“A causa del poder del enemigo esperaré en ti, porque Dios es mi defensa.”
Salmos 59:9 RVR1960
A muchas personas les gusta practicar deportes o hacer ejercicios. Además de las ventajas para la salud, les hace sentirse bien consigo mismo, aumenta la autoestima, entre otros aspectos. Hay quienes practican también deportes de combate, algunos como entretenimiento, otros para ser capaces de defenderse en contra de algún enemigo. Sin embargo, no siempre ser el más fuerte, o estar preparado permite escapar sin daño de nuestros enemigos. Un tigre puede ser sometido por una manada de lobos, que, aunque son inferiores en fuerza, su número les da la ventaja; mientras que el ataque venenoso de una serpiente puede llegar a matar a un elefante.

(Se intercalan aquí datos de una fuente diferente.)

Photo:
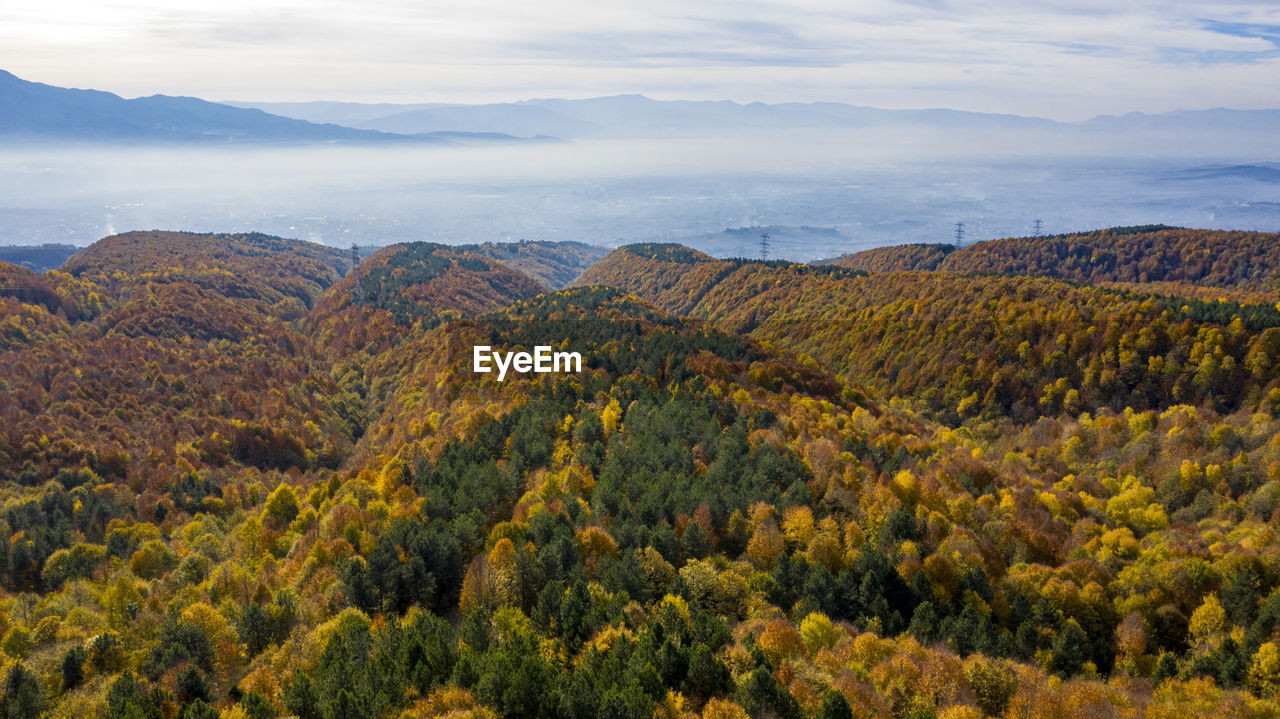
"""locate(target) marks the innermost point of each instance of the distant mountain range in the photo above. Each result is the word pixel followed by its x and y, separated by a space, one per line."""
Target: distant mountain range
pixel 630 115
pixel 636 115
pixel 35 111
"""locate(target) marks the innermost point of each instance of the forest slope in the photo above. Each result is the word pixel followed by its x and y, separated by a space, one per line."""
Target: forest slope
pixel 216 509
pixel 976 344
pixel 1155 253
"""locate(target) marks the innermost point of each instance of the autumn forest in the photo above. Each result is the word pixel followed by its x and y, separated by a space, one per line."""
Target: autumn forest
pixel 254 477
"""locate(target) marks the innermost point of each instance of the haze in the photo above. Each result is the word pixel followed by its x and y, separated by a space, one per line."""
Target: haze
pixel 1057 59
pixel 873 187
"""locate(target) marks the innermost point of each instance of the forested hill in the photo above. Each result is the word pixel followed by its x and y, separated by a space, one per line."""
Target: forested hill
pixel 896 257
pixel 553 265
pixel 219 503
pixel 1156 253
pixel 976 344
pixel 282 273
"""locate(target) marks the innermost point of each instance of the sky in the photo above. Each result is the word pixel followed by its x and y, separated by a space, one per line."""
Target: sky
pixel 1061 59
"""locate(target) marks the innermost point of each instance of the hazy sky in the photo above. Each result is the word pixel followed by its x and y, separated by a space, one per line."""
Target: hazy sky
pixel 1065 59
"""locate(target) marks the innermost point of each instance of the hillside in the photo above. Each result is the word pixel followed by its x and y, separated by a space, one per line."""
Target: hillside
pixel 551 264
pixel 219 508
pixel 37 257
pixel 1156 253
pixel 974 346
pixel 287 274
pixel 896 257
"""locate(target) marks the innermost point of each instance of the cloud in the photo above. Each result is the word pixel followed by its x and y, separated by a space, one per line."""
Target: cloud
pixel 1057 58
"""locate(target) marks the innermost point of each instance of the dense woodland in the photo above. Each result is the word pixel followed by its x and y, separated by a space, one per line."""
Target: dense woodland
pixel 243 479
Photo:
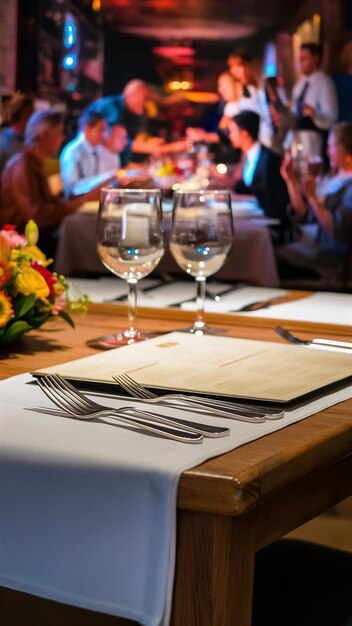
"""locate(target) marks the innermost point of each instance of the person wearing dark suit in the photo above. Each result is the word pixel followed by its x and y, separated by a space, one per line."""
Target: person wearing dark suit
pixel 260 176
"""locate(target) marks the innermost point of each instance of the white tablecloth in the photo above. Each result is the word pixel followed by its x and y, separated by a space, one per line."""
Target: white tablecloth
pixel 251 259
pixel 88 510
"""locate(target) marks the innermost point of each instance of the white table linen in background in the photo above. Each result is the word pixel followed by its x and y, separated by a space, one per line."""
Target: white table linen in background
pixel 251 258
pixel 88 510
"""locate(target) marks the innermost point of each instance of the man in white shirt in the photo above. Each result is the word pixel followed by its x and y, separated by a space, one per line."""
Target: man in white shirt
pixel 314 103
pixel 85 162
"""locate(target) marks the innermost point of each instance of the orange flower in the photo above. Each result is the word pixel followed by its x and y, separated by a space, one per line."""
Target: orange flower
pixel 6 310
pixel 5 273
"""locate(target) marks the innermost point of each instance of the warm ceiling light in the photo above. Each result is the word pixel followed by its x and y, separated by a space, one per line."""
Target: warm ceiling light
pixel 172 52
pixel 96 5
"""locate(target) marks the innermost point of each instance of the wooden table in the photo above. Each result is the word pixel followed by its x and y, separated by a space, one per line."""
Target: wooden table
pixel 232 505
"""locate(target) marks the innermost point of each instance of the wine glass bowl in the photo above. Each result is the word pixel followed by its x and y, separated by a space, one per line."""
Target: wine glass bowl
pixel 130 244
pixel 201 238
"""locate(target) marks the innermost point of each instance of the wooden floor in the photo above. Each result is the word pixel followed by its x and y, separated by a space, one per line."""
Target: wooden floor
pixel 333 528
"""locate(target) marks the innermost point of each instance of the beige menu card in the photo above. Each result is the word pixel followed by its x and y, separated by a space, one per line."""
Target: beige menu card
pixel 217 366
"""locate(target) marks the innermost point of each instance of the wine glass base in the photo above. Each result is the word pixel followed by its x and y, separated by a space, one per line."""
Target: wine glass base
pixel 204 331
pixel 118 340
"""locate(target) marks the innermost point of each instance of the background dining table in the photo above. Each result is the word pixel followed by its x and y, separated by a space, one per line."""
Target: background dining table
pixel 229 506
pixel 251 259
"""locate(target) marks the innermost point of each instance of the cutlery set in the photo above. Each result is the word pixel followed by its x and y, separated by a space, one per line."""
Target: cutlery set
pixel 75 404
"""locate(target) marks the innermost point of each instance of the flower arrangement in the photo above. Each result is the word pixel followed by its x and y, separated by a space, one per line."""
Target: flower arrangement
pixel 30 294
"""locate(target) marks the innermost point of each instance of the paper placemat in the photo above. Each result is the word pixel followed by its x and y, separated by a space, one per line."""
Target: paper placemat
pixel 88 512
pixel 220 366
pixel 323 308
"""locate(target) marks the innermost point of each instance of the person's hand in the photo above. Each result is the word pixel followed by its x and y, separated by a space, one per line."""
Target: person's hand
pixel 308 111
pixel 274 115
pixel 195 134
pixel 94 194
pixel 155 141
pixel 309 187
pixel 287 169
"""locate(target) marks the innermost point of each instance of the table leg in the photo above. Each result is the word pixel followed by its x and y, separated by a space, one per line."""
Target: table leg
pixel 214 570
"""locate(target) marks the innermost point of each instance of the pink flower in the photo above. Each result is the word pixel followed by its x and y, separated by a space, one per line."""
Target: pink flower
pixel 48 277
pixel 58 306
pixel 11 238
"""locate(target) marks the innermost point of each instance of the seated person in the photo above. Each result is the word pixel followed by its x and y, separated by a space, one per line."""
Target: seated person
pixel 260 176
pixel 24 187
pixel 233 101
pixel 115 139
pixel 85 162
pixel 323 247
pixel 16 113
pixel 130 108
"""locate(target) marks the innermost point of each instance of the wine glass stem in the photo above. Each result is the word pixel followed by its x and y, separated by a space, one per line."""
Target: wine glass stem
pixel 132 306
pixel 200 300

Nuestro enemigo cotidiano normalmente no muestra el rostro. A veces la persona que creemos que es nuestro amigo es nuestro más acérrimo contrincante. Nunca sabemos realmente quien se ha levantado en contra nuestra, ni su poder, ni de cuantos más se apoya. Y, a no ser que declare abiertamente su enemistad, estamos desconocedores del asunto, manteniéndonos vulnerables a sus acechanzas. El salmista declara: A causa del poder del enemigo esperaré en ti, porque Dios es mi defensa. Y es que cualquier cristiano sabe que no puede confiar en sus fuerzas ni en su capacidad, sino solo en Dios. Él es nuestra defensa de 360 grados, que protege nuestro pie de caer en trampas, que hace insignificante el poder numérico o real del que venga contra nosotros. Ante cualquier situación, solo debemos esperar en el Altísimo y mantenernos aferrados a Él.
Sea cual sea la amenaza, independientemente del enemigo, tenemos defensor en Dios. Nos mantendrá a salvo y protegidos porque nos ama, y porque es fiel a Sus promesas. Esperemos en Él confiadamente y nada podrá hacernos mal. ¡El Señor te bendiga!